Talvez o maior desafio da igreja brasileira e das igrejas de todo o mundo seja a tristemente famosa teologia da prosperidade. Usando a linguagem de Paulo poderíamos dizer que “outro evangelho” (o da prosperidade) tomou o lugar do “evangelho de Cristo” (Gl 1.6-7). Essa pregação, nascida no Estados Unidos, não menciona o pecado, o arrependimento e o “negar-se a si mesmo” (Lc 9.23). Abaixa a altura do paradigma, aumenta a largura da porta, alarga o caminho apertado e multiplica o número de companheiros de jornada (Mt 7.13-14). É o evangelho da graça barata, que apresenta Jesus como Salvador, e nunca como Senhor, pelo menos na prática. É a versão religiosa da badalada auto-ajuda, que domina o mercado livreiro. É o evangelho da satisfação pessoal, da cura, do sucesso, de bens, de vantagens, de mansões, de casa na praia e na montanha, de carros importados, de roupas e jóias de marcas famosas. É o evangelho que excita agradavelmente e não exige nada, como explica o pesquisador George Gallup Jr. É a chamada religião à la carte.

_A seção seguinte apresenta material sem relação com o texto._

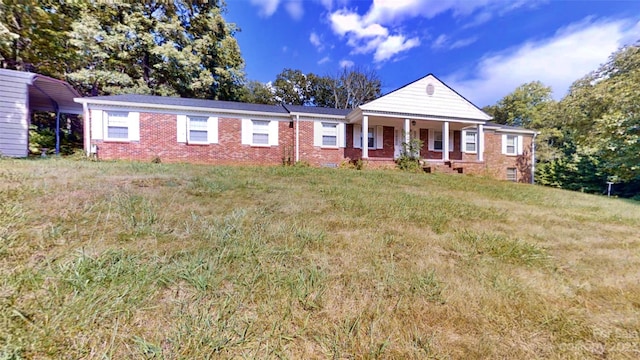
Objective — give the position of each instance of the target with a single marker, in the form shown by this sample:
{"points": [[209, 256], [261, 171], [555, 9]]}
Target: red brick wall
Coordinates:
{"points": [[316, 155], [158, 138]]}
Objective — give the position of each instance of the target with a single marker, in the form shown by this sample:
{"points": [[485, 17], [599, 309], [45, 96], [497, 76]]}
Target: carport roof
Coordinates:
{"points": [[45, 92]]}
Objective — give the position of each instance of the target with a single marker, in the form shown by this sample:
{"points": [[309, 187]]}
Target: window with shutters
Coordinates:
{"points": [[470, 141], [329, 134], [198, 129], [512, 144], [260, 132], [117, 125]]}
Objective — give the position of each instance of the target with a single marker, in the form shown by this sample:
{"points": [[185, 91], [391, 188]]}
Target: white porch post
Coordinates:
{"points": [[480, 149], [407, 131], [445, 141], [365, 137]]}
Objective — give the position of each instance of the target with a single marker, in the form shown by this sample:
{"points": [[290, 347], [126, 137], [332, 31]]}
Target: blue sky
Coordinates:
{"points": [[483, 49]]}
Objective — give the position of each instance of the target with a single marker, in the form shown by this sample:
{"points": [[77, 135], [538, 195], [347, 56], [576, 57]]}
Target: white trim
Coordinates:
{"points": [[357, 136], [212, 122], [181, 128], [97, 125], [463, 141]]}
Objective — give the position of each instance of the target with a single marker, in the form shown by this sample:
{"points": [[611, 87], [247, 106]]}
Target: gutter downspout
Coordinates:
{"points": [[86, 135], [297, 138], [533, 158]]}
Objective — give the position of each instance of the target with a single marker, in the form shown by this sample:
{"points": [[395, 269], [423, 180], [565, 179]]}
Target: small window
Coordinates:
{"points": [[198, 129], [260, 135], [118, 125], [371, 138], [329, 134], [470, 141], [437, 140], [512, 144]]}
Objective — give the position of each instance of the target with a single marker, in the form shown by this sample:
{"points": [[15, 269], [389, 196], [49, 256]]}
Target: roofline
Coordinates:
{"points": [[354, 115], [318, 115], [518, 131], [177, 107]]}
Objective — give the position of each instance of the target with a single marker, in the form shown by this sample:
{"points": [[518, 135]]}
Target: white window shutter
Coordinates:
{"points": [[317, 133], [247, 128], [451, 138], [181, 126], [379, 137], [97, 125], [341, 135], [212, 130], [134, 126], [273, 132], [520, 145]]}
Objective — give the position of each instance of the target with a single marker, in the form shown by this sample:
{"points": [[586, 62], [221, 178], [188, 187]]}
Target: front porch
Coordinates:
{"points": [[383, 138]]}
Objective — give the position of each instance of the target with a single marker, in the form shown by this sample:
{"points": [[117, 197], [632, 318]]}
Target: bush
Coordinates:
{"points": [[409, 159]]}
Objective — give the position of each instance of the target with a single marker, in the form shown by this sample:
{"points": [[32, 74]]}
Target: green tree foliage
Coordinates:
{"points": [[347, 89], [33, 35], [165, 48]]}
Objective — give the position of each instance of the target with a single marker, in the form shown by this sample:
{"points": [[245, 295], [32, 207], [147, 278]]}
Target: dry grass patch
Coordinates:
{"points": [[132, 260]]}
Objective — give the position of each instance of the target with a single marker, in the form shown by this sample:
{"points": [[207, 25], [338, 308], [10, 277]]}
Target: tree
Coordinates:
{"points": [[256, 92], [33, 35], [603, 108], [354, 86], [164, 48], [525, 106]]}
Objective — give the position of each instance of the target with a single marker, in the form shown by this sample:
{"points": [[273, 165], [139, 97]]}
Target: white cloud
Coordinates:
{"points": [[267, 8], [316, 41], [324, 60], [346, 63], [393, 45], [556, 61], [295, 9]]}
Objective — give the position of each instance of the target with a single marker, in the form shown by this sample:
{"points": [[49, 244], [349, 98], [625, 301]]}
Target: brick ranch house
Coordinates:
{"points": [[457, 136]]}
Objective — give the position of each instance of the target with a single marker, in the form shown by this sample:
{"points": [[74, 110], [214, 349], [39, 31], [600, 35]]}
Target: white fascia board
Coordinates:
{"points": [[176, 108], [321, 116], [424, 117], [512, 131]]}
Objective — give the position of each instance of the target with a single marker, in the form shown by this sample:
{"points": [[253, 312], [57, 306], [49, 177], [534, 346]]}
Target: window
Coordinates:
{"points": [[118, 125], [437, 140], [198, 129], [470, 141], [512, 144], [371, 138], [329, 134], [260, 134]]}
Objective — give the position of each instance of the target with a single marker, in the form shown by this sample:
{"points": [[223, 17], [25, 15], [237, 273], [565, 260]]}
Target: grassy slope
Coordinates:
{"points": [[123, 260]]}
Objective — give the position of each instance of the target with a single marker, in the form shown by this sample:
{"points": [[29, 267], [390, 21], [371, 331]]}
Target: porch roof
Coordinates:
{"points": [[427, 98]]}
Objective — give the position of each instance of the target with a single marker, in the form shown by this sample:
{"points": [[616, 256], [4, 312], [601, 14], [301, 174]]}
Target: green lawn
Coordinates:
{"points": [[130, 260]]}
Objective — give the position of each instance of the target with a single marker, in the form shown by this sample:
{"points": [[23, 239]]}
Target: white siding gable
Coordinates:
{"points": [[414, 99]]}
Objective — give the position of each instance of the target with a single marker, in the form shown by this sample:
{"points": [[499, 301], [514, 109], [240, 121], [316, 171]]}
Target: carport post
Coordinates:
{"points": [[57, 128]]}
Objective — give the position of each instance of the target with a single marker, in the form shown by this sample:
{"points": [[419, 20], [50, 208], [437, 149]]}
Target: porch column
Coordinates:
{"points": [[365, 137], [445, 141], [407, 131], [480, 149]]}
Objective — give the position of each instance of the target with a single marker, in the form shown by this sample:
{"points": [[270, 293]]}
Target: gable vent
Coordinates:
{"points": [[430, 89]]}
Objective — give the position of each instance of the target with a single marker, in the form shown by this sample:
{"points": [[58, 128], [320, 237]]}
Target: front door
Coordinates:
{"points": [[397, 143]]}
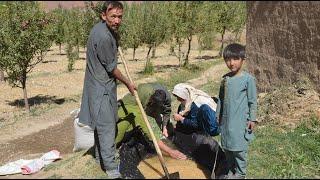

Além daqueles que nasceram dentro da teologia da prosperida
de ou a abraçaram a certa altura de sua vida cristã, outros muitos estão se interessando por ela e se comprometendo com ela sem, contudo, abandonarem suas igrejas de origem e irem para igrejas neopentencostais. A propaganda cerrada da teologia da prosperidade pela televisão, pelo rádio, pelo púlpito (vários cultos por dia), pelos jornais e revistas (um deles tem tiragem superior a 2.300.000 exemplares) está minando o povo de Deus. Há poucos dias, uma editora colocou outdoors em lugares estratégicos anunciando uma nova Bíblia de estudo com ênfase na vitória financeira. Estamos embriagados, mas certamente não é do Espírito Santo, como aconteceu com os primeiros cristãos (At 2.13), e sim pelo crescimento numérico e, em alguns casos, pelas sacolas e gazofilácios cheios de dinheiro.
Como se pode ver, a virgem brasileira não vai bem e há pouca beleza nela para ser admirada. Crescemos muito e depressa, mas “temos dois quilômetros de extensão e dois centímetros de profundidade”, como afirmou Josué Campanhã, diretor da SEPAL Brasil, no encontro da organização realizado em Águas de Lindóia de 7 a 11 de maio de 2007.
Se nós não intensificarmos a evangelização, como a Igreja Católica decidiu fazer agora em maio, “o crescimento nos asfixiará e nos tornaremos uma segunda força religiosa oficial, grande, mas irrelevante, como aquela que já temos há 500 anos”.